“Es wird wirklich eine schreckliche Situation auf der ganzen Welt sein”: Die WTO fordert, eine Nahrungsmittelkrise aufgrund des russischen Krieges in der Ukraine zu verhindern

Der Generaldirektor der Welthandelsorganisation, Ngozi Okonjo-Iweala, glaubt, dass die Nahrungsmittelkrise aufgrund des Krieges Russlands gegen die Ukraine jahrelang andauern könnte.

Nur zwei Millionen Tonnen Getreide wurden aus der Ukraine mit Zügen und Lastwagen exportiert. Das Defizit an Weizen und Düngemitteln wird die afrikanischen Länder am meisten treffen.

Der WTO-Generaldirektor sagte dies in einem Interview mit der BBC.

Okonjo-Iweala merkte an dass der UN-Generalsekretär António Guterres eine spezielle Gruppe gebildet hat, die sich mit diesen Fragen befasst.

“Er hat viel Zeit damit verbracht, mit Russland zu verhandeln, also behalten wir unsere Fäuste. Wenn Wenn wir kein Abkommen schließen, wird es überall auf der Welt eine schreckliche Situation geben”, sagt sie.

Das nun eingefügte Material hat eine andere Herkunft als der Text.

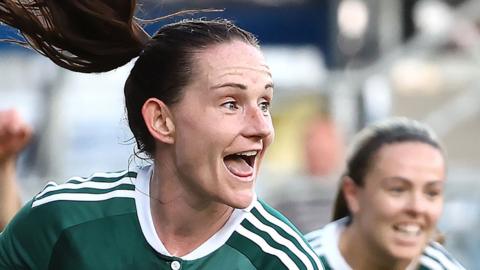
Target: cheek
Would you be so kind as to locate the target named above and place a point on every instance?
(436, 210)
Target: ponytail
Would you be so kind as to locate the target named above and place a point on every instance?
(340, 208)
(79, 35)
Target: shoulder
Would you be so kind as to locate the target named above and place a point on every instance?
(79, 199)
(34, 231)
(267, 232)
(435, 256)
(97, 187)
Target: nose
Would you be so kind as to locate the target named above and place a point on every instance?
(418, 203)
(258, 124)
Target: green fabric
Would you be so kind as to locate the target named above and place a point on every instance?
(106, 234)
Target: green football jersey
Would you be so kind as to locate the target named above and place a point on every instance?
(104, 222)
(325, 243)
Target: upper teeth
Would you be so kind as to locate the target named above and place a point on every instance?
(248, 153)
(409, 228)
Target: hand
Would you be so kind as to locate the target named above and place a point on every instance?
(14, 134)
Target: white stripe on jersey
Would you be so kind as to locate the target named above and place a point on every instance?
(288, 230)
(280, 239)
(315, 240)
(100, 174)
(85, 197)
(432, 251)
(430, 263)
(96, 185)
(267, 248)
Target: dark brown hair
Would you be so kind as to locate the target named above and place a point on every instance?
(369, 141)
(101, 35)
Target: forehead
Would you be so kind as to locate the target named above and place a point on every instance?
(408, 159)
(230, 57)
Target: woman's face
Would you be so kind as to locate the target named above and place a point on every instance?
(223, 124)
(402, 198)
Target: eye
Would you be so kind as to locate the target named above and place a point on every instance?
(265, 107)
(231, 105)
(396, 190)
(433, 193)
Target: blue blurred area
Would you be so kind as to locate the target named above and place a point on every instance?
(299, 24)
(305, 24)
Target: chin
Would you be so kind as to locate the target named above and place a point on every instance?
(406, 253)
(240, 200)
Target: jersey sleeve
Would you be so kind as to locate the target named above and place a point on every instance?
(25, 244)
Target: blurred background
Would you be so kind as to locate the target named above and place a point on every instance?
(337, 65)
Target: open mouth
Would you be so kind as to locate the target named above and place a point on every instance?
(241, 164)
(408, 229)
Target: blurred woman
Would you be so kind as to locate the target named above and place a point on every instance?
(389, 202)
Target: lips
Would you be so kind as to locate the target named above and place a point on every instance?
(409, 229)
(241, 164)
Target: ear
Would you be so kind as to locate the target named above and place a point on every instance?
(158, 119)
(351, 194)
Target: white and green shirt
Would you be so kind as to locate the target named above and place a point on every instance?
(325, 243)
(104, 222)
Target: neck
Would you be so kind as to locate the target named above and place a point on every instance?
(361, 255)
(182, 221)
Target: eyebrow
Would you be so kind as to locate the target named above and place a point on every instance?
(238, 85)
(399, 178)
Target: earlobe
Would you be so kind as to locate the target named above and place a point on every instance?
(158, 120)
(350, 192)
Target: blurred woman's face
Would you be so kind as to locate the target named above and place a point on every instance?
(398, 207)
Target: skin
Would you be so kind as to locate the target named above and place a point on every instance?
(224, 111)
(14, 136)
(396, 211)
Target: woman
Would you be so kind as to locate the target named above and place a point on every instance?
(197, 101)
(390, 200)
(14, 136)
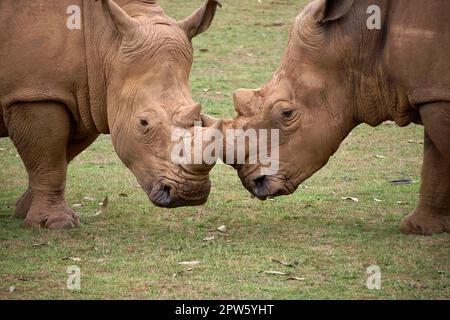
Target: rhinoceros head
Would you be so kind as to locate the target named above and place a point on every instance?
(148, 97)
(305, 101)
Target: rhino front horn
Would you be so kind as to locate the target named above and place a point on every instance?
(208, 121)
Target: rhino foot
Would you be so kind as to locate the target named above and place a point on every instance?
(23, 205)
(425, 224)
(55, 218)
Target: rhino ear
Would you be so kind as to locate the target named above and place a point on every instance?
(200, 20)
(330, 10)
(243, 102)
(117, 18)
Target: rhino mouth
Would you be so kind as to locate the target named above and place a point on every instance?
(264, 187)
(167, 194)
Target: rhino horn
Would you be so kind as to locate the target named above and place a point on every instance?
(208, 121)
(118, 18)
(200, 20)
(331, 10)
(186, 114)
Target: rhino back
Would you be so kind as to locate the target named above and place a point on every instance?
(40, 58)
(417, 48)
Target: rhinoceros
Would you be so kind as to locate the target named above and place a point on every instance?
(123, 70)
(340, 70)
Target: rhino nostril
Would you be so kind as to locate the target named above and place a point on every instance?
(260, 182)
(259, 189)
(166, 190)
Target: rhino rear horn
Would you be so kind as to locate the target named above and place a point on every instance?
(117, 18)
(330, 10)
(200, 20)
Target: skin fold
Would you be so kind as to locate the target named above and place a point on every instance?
(125, 72)
(336, 73)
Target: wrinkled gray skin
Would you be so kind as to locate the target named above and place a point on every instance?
(125, 73)
(337, 74)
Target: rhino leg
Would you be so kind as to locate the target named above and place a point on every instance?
(74, 148)
(432, 214)
(40, 132)
(23, 205)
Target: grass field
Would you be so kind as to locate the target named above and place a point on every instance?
(133, 249)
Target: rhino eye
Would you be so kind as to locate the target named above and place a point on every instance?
(287, 114)
(143, 122)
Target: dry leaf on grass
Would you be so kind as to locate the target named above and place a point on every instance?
(207, 239)
(295, 279)
(278, 273)
(190, 263)
(401, 182)
(176, 274)
(285, 263)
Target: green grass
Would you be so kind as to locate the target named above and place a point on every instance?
(132, 250)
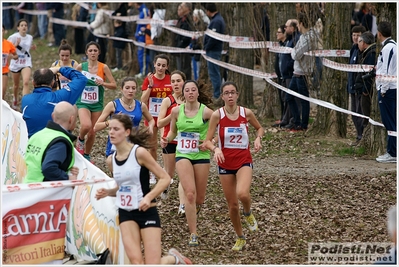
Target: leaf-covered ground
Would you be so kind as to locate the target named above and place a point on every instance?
(304, 189)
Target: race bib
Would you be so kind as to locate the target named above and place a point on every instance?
(64, 83)
(22, 61)
(187, 142)
(126, 197)
(5, 59)
(235, 137)
(155, 106)
(90, 95)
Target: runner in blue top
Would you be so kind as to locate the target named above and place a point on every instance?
(126, 105)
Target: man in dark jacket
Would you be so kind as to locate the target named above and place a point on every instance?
(185, 22)
(38, 106)
(213, 48)
(363, 82)
(355, 97)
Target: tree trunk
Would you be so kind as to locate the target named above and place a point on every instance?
(235, 16)
(375, 137)
(334, 82)
(278, 14)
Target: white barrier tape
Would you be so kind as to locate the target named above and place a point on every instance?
(268, 79)
(254, 45)
(228, 38)
(346, 67)
(29, 12)
(329, 53)
(357, 68)
(43, 185)
(323, 103)
(191, 34)
(254, 73)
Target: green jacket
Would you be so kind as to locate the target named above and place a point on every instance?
(36, 150)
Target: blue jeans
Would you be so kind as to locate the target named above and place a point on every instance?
(299, 85)
(214, 72)
(387, 106)
(140, 59)
(196, 67)
(42, 21)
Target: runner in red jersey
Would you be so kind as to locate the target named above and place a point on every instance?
(156, 86)
(234, 158)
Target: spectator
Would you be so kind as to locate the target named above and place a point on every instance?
(185, 22)
(38, 106)
(130, 31)
(364, 86)
(91, 102)
(386, 65)
(355, 97)
(26, 16)
(392, 230)
(119, 31)
(287, 69)
(42, 21)
(58, 29)
(50, 155)
(148, 52)
(9, 52)
(22, 66)
(126, 105)
(282, 40)
(101, 26)
(65, 60)
(139, 220)
(140, 37)
(234, 158)
(201, 22)
(369, 20)
(80, 14)
(303, 67)
(189, 122)
(213, 49)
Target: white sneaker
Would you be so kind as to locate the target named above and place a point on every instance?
(153, 180)
(180, 259)
(386, 158)
(181, 211)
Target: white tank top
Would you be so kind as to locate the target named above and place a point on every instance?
(133, 181)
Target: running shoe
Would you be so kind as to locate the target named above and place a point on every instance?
(180, 259)
(239, 245)
(165, 193)
(251, 223)
(193, 240)
(80, 146)
(181, 211)
(153, 180)
(198, 209)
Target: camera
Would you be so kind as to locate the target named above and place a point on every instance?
(369, 75)
(57, 83)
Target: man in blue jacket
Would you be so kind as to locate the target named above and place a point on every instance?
(38, 106)
(213, 47)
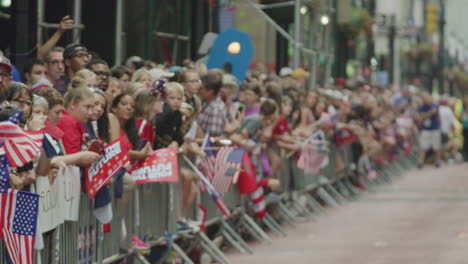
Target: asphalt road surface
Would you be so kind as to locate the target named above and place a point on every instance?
(421, 217)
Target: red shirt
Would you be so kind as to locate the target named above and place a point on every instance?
(73, 133)
(145, 131)
(281, 127)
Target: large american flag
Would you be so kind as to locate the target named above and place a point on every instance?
(4, 183)
(217, 199)
(20, 222)
(21, 146)
(207, 165)
(228, 161)
(314, 153)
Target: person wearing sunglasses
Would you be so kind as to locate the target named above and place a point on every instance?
(76, 57)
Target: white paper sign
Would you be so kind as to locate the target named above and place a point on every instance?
(60, 201)
(69, 192)
(49, 207)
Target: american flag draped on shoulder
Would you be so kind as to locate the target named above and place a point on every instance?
(314, 153)
(207, 165)
(21, 146)
(4, 184)
(228, 161)
(20, 211)
(221, 168)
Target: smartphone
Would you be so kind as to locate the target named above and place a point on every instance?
(142, 144)
(240, 110)
(97, 145)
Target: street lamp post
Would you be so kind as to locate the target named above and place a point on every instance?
(297, 33)
(441, 58)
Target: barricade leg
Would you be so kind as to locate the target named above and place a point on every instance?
(301, 210)
(347, 182)
(339, 198)
(252, 231)
(269, 220)
(210, 252)
(345, 193)
(312, 203)
(181, 253)
(215, 249)
(288, 216)
(233, 242)
(236, 236)
(326, 197)
(140, 259)
(256, 227)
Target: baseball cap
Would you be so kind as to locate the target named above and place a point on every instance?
(285, 71)
(73, 49)
(299, 73)
(157, 74)
(5, 62)
(175, 69)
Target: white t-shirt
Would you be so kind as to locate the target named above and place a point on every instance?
(447, 119)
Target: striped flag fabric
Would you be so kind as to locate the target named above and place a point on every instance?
(211, 191)
(258, 199)
(21, 146)
(314, 153)
(215, 196)
(228, 162)
(20, 222)
(4, 183)
(16, 117)
(207, 165)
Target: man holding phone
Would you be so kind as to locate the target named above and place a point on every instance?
(430, 136)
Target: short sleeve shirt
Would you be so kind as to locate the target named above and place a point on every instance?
(213, 117)
(432, 122)
(74, 132)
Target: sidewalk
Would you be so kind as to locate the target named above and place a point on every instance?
(421, 217)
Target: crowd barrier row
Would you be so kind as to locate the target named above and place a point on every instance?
(149, 211)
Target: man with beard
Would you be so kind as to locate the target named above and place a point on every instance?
(54, 64)
(101, 69)
(76, 57)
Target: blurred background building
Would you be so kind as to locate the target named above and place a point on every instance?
(401, 42)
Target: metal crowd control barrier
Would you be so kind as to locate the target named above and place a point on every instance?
(149, 211)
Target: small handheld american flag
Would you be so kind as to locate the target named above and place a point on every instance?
(314, 153)
(20, 222)
(21, 146)
(228, 161)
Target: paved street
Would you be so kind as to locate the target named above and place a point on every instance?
(422, 217)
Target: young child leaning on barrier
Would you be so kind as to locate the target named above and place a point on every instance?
(255, 133)
(169, 135)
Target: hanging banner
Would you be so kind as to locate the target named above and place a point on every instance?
(160, 166)
(114, 157)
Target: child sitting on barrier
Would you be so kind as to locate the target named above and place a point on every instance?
(169, 135)
(254, 133)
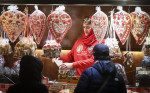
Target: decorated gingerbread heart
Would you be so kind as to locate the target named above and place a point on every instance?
(59, 23)
(99, 24)
(38, 25)
(140, 25)
(122, 25)
(13, 24)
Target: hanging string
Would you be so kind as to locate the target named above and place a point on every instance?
(128, 45)
(1, 33)
(4, 35)
(26, 31)
(48, 37)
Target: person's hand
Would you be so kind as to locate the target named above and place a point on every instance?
(53, 59)
(66, 66)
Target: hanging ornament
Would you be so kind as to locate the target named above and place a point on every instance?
(99, 23)
(5, 47)
(122, 24)
(59, 23)
(26, 46)
(37, 24)
(140, 25)
(13, 22)
(111, 41)
(51, 49)
(146, 46)
(128, 56)
(128, 59)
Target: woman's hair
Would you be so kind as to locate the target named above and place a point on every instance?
(87, 20)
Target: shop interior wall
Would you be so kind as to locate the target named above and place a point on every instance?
(77, 13)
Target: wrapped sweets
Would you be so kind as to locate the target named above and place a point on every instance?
(51, 49)
(26, 46)
(5, 47)
(146, 47)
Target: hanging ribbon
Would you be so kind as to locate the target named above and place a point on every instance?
(26, 31)
(128, 56)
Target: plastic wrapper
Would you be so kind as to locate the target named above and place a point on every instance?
(5, 47)
(122, 24)
(51, 49)
(13, 22)
(146, 62)
(128, 59)
(114, 49)
(140, 25)
(26, 46)
(37, 24)
(59, 23)
(146, 47)
(99, 22)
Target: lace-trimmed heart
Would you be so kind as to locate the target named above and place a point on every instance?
(38, 26)
(13, 24)
(122, 26)
(59, 25)
(99, 24)
(140, 26)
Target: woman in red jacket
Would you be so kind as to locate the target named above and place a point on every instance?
(79, 57)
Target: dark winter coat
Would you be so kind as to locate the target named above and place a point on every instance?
(29, 77)
(92, 79)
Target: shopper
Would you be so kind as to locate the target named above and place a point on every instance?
(29, 77)
(102, 77)
(79, 57)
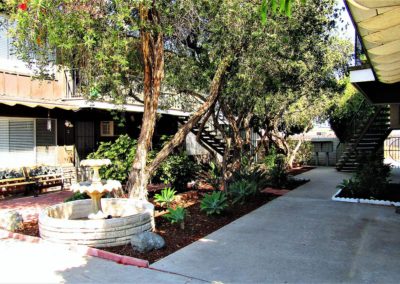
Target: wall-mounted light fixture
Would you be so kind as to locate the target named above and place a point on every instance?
(48, 121)
(68, 124)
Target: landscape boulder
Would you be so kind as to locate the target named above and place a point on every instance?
(147, 241)
(11, 221)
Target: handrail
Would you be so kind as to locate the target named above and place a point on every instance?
(353, 145)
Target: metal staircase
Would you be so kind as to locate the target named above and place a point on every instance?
(209, 138)
(365, 136)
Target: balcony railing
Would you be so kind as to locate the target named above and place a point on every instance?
(74, 81)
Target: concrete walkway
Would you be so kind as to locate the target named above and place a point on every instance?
(24, 262)
(302, 237)
(29, 206)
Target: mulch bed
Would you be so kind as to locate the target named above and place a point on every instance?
(197, 225)
(392, 194)
(300, 170)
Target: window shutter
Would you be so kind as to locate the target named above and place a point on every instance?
(45, 137)
(21, 135)
(4, 136)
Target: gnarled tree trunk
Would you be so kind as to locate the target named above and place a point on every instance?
(152, 47)
(179, 137)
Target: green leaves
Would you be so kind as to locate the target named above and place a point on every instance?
(214, 203)
(241, 189)
(285, 8)
(176, 216)
(166, 197)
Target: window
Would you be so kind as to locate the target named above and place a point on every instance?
(106, 128)
(44, 136)
(17, 142)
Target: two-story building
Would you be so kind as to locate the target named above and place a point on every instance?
(49, 122)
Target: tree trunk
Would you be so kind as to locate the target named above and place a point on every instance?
(293, 154)
(180, 136)
(296, 149)
(152, 47)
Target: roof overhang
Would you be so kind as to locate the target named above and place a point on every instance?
(83, 104)
(77, 105)
(378, 24)
(33, 104)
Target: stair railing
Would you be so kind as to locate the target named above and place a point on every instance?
(364, 126)
(351, 130)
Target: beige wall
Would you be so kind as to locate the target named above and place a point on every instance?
(25, 86)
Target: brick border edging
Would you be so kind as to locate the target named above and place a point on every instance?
(85, 250)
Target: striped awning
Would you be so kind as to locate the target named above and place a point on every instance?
(378, 23)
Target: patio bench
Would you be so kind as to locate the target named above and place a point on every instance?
(46, 176)
(30, 179)
(12, 180)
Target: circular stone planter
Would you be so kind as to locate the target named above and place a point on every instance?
(67, 222)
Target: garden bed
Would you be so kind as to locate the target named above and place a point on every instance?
(197, 225)
(391, 197)
(300, 170)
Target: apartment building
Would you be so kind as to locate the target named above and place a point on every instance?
(50, 122)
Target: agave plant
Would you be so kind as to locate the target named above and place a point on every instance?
(177, 216)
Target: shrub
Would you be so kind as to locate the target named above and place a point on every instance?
(370, 180)
(177, 170)
(252, 173)
(176, 216)
(240, 190)
(212, 175)
(269, 159)
(121, 154)
(214, 203)
(278, 176)
(166, 197)
(372, 176)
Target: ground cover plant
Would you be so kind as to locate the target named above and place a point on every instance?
(370, 181)
(198, 222)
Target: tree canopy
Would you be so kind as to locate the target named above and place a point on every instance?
(275, 77)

Ihrer Aussage zufolge importieren 35 afrikanische Länder Lebensmittel aus dieser Schwarzmeerregion, und 22 Importdünger.

“Sie können sich vorstellen, was das für große Auswirkungen haben wird, auch auf dem afrikanischen Kontinent. Ich hoffe, dass wir in den nächsten Jahren nicht in einen Ernstfall stürzen Ernährungskrise”, sagte sie.

Weil es jetzt unmöglich ist, Getreide aus der Region zu exportieren, und eine neue Ernte im Juli erwartet wird, sagt die WTO-Direktorin, “die gleiche Menge Getreide aber wird verloren gehen, also wird es die nächsten ein oder zwei Jahre betreffen, und es wird eine echte Katastrophe für bestimmte Regionen der Welt sein.”

Erinnern Sie sich daran, dass aufgrund der Hungersnot, die durch verursacht wurde Krieg in der Ukraine, Europa wartet auf Tausende Flüchtlinge aus Afrika.